Sposób na zarabianie na blogu – pisz o modzie
Wspominałem, że uwielbiam blogi Kominka, bo są śmiertelnie nudne. Ale z nieukrywaną zazdrością (zazdrość – grzech główny) obserwuję mistrzostwo autokreacji Kominka, jakim jest publikowanie rankingu blogerów.
Pierwsze miejsce za rok 2013 okupuje Karolina Gliniecka. Na tytułowej stronie są kosmetyki Pantene, buty, torebka, futerko. Jakie to proste. Kiedyś innej Karolinie doradzałem zarabiać w ten sposób kasę, ale się nie wzięła.
Jeśli w ten sposób zostaje się najbardziej wpływowym blogerem, to odpadam od ściany już na starcie. Lecę w dół, bo ci co mnie znają wiedzą, że dorobiłbym się na blogu Mister of Ciuchland.
Drugie miejsce ma kobietka, co też smaży o modzie, ale oprócz zdjęć pojawia się rozbudowany tekst. A rozbudowane teksty to nie jest przewaga, który musi przyciągać do tych internetów, więc gratuluję sukcesu.
Ulżyło mi dopiero przy trzecim miejscu, bo Hatalska rzeźbi w bliższym mi tworzywie marketingu.
Michał Kędziora i Julia Kuczyńska, Eliza Wydrych też wystukują o modzie.
W 10. są jeszcze dwa blogi o nowych technologiach oraz witryna Jessici Mercedes Kirschner. Jej blog odznacza się zdjęciami Nowego Jorku. To ma stanowić o jej sukcesie czy jak?
Wniosek? Chcesz mieć wizytówkę z nazwą Wpływowy Bloger, fotografuj modę, czasem coś napisz.
Z całej trzydziestki najbardziej ujął blog zombiesamurai.pl. Praweł Opydo zna się na wszystkim. Zupełnie jak ja, więc kibicuję mu z całych sił.
A gdym miał znowu małe dziecko, co nigdy nie wiadomo, takie w pampersie, z krzykiem w nocy i rota wirusem, to pewnie czytałbym regularnie, czyli raz na rok oczekujac.pl. Zresztą oczekujac.pl to świetna nazwa. Z nadzieją. A jak wiadomo nadzieja trwa dziewięć miesięcy. Przy nadziei.
Z innej bajki jest zorkownia.blogspot.com. Pojawiają się w nim takie trudne słowa jak hospicjum, lekarz, śmierć i w ogóle te nowotwory. To hasła daleko od świata reklamy, wiecznej radości i kupowania nowego smartfona. Warto.

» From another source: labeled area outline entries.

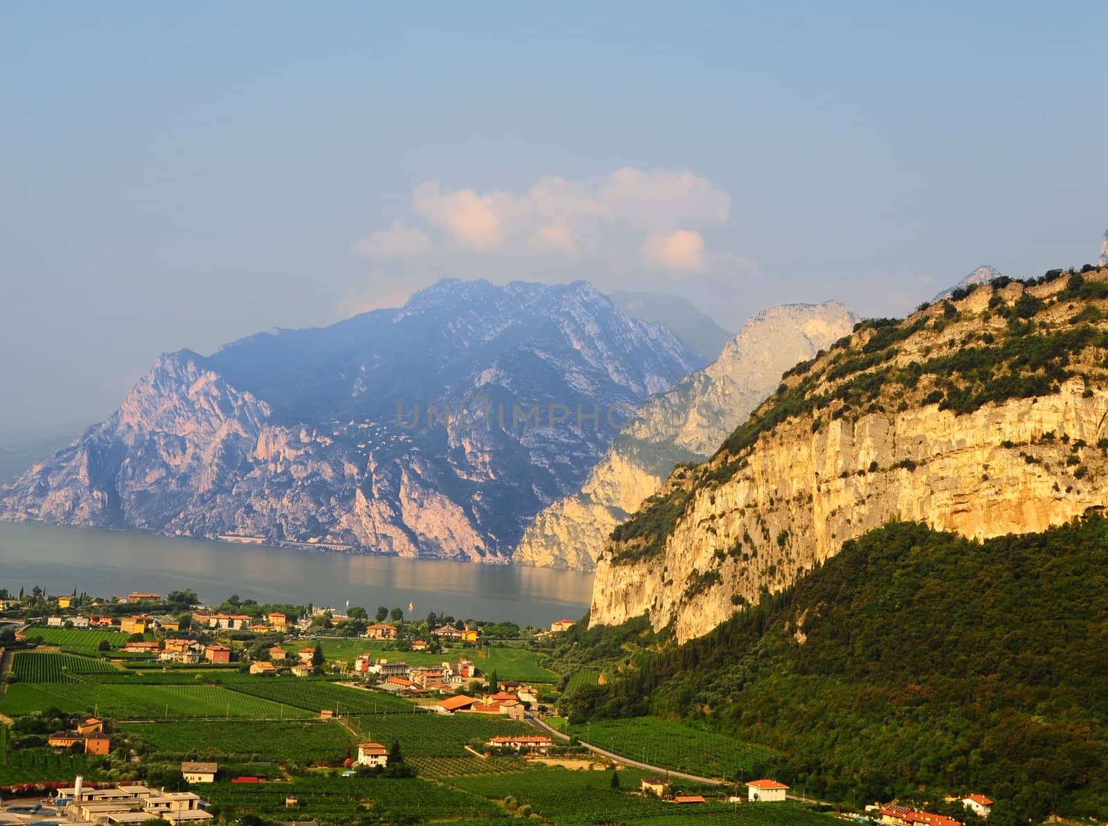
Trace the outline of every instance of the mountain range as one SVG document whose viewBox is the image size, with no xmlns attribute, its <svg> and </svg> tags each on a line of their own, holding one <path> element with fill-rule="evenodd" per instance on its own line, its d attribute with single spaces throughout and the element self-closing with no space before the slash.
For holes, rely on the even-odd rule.
<svg viewBox="0 0 1108 826">
<path fill-rule="evenodd" d="M 591 622 L 688 640 L 891 519 L 984 539 L 1104 509 L 1106 318 L 1087 267 L 858 324 L 613 531 Z"/>
<path fill-rule="evenodd" d="M 642 401 L 702 364 L 585 282 L 448 279 L 161 357 L 0 518 L 505 561 Z"/>
<path fill-rule="evenodd" d="M 777 388 L 781 373 L 847 335 L 858 320 L 838 301 L 756 313 L 709 366 L 647 400 L 581 488 L 527 526 L 514 561 L 592 569 L 612 530 L 675 465 L 710 456 Z"/>
</svg>

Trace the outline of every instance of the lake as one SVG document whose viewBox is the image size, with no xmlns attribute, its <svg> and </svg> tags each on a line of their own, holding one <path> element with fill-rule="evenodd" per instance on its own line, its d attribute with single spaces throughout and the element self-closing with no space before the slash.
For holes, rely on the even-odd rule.
<svg viewBox="0 0 1108 826">
<path fill-rule="evenodd" d="M 218 605 L 258 602 L 401 607 L 458 618 L 546 626 L 588 609 L 593 575 L 550 568 L 287 550 L 141 531 L 0 523 L 0 587 L 114 597 L 192 588 Z"/>
</svg>

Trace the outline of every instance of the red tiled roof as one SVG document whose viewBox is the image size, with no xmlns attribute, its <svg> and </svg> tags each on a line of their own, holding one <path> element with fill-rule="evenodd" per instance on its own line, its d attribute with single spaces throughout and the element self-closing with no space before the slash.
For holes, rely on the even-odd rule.
<svg viewBox="0 0 1108 826">
<path fill-rule="evenodd" d="M 787 785 L 777 781 L 750 781 L 747 785 L 755 788 L 788 788 Z"/>
</svg>

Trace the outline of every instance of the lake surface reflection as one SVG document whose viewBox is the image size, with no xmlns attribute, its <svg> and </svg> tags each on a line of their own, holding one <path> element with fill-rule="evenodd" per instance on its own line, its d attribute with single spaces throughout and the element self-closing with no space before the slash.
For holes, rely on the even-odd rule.
<svg viewBox="0 0 1108 826">
<path fill-rule="evenodd" d="M 414 608 L 543 626 L 588 609 L 593 575 L 548 568 L 264 548 L 140 531 L 0 523 L 0 587 L 93 596 L 192 588 L 205 602 Z"/>
</svg>

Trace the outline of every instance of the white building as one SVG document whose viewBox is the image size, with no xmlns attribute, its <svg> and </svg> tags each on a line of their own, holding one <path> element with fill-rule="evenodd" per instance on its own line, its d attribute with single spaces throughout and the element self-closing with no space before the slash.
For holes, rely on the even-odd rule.
<svg viewBox="0 0 1108 826">
<path fill-rule="evenodd" d="M 215 773 L 218 771 L 218 763 L 185 761 L 181 764 L 181 773 L 189 783 L 215 783 Z"/>
<path fill-rule="evenodd" d="M 784 799 L 789 787 L 777 781 L 751 781 L 747 784 L 747 799 L 756 803 L 773 803 Z"/>
<path fill-rule="evenodd" d="M 962 798 L 962 805 L 973 812 L 977 817 L 988 817 L 993 810 L 993 802 L 985 795 L 970 795 Z"/>
<path fill-rule="evenodd" d="M 358 765 L 376 768 L 377 766 L 386 766 L 388 764 L 389 750 L 383 745 L 380 743 L 358 744 Z"/>
</svg>

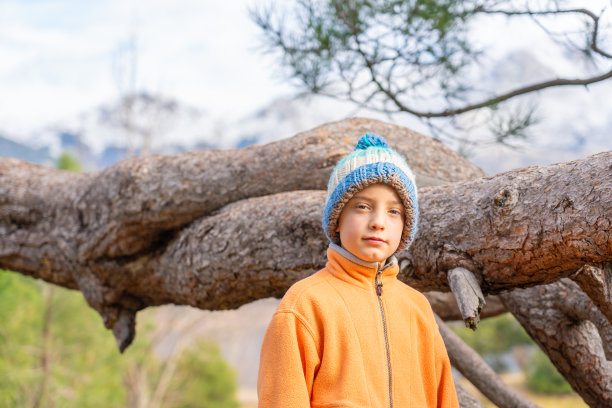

Największe zadowolenie z umieszczenia w rankingu Kominka okazał Tobiasz Kujawa, autor Freestylevoguing.com. Tak wyraża dumę i radość na swoim blogu: – Przede wszystkim nie rozumiem, na jakiej podstawie zostałem uznany za „nadzieję”. Przykro mi, ale żadną „nadzieją” nie jestem. Mój blog, to również moje portfolio, dokumentacja wiedzy i doświadczenia. Na ich podstawie świadczę szereg komercyjnych usług, od rozmaitych konsultacji do realizowania komercyjnych projektów. Z jakiego powodu jakiś Kominek (przykro mi, z mojej perspektywy jest to właśnie “jakiś” bloger) rości sobie prawo do pokładania we mnie jakiejkolwiek nadziei? Mam do spełnienia jakieś oczekiwania? Kominkowi zależy na bezkompromisowej ocenie mody? Kompletnie tego nie rozumiem.
Muszę powiedzieć, że Tobiasz Kujawa to wyjątkowo skromny, młody człowiek. Wiedział jak z odcinka Nowa Nadzieja przejść do strefy Imperium Kontratakuje.